AI is getting stronger and stronger, but we can hardly afford it. 10/27 Update SLTechnology News&Howtos

AI is getting stronger and stronger, but we can hardly afford it.

2025-10-27 Update From: SLTechnology News&Howtos shulou NAV: SLTechnology News&Howtos > IT Information >

Shulou(Shulou.com)11/24 Report--

Photo source: Pixabay2016,"AlphaGo" and Li Shishi's Go duel brought artificial intelligence and deep learning into the public's field of vision. AlphaDog won the man-machine battle 4 - 1 overall. Not only Go, but deep learning has developed rapidly in recent years, showing powerful abilities in many fields such as language and medical treatment. However, all this comes at a cost. In order to reduce the error rate, deep learning requires more and more calculations to complete the task, resulting in economic costs, electricity consumption, and environmental pollution that will exceed the affordability of human society. The day artificial intelligence becomes popular, perhaps the day human energy is exhausted by computers?

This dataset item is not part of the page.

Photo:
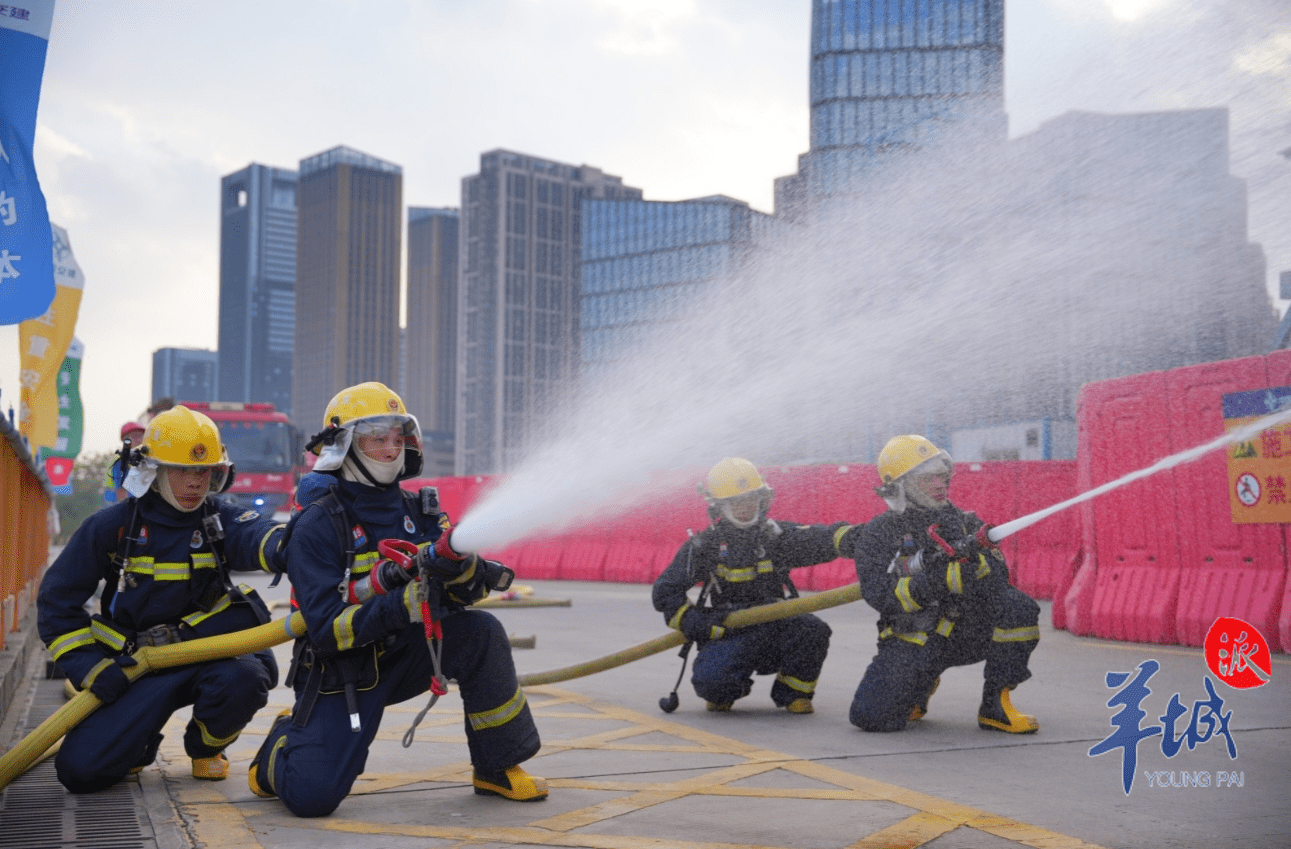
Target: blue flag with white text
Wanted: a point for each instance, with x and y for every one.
(26, 243)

The current field of deep learning originated in the era of vacuum tube computers. In 1958 Frank Rosenblatt of Cornell University designed the first artificial neural network inspired by neurons in the brain, which was later named "deep learning." Rosenblatt knew that the technology was beyond the computing power of the day, lamenting that "as neural networks grow in number of connections... traditional digital computers will soon be unable to handle the load. "

Fortunately, computer hardware has been rapidly upgraded over the decades, increasing computing speed by about 10 million times. As a result, researchers in the 21st century are able to implement neural networks with more connections to simulate more complex phenomena. Deep learning is now widely used in many fields, such as Go, translation, predicting protein folding, and analyzing medical images.

The rise of deep learning is unstoppable, but its future is likely to be bumpy. The computational limitations that Rosenblatt worried about remain a cloud hanging over the field of deep learning. Today, researchers in the field of deep learning are approaching the limits of computational tools.

How Deep Learning Works Deep learning is the fruit of long-term developments in the field of artificial intelligence. Early AI systems were based on logic and rules given by human experts, and gradually introduced parameters that could be adjusted by learning. Neural networks can now learn to build highly malleable computer models. The output of the neural network is no longer the result of a single formula, but uses extremely complex calculations. A neural network model large enough can accommodate any type of data.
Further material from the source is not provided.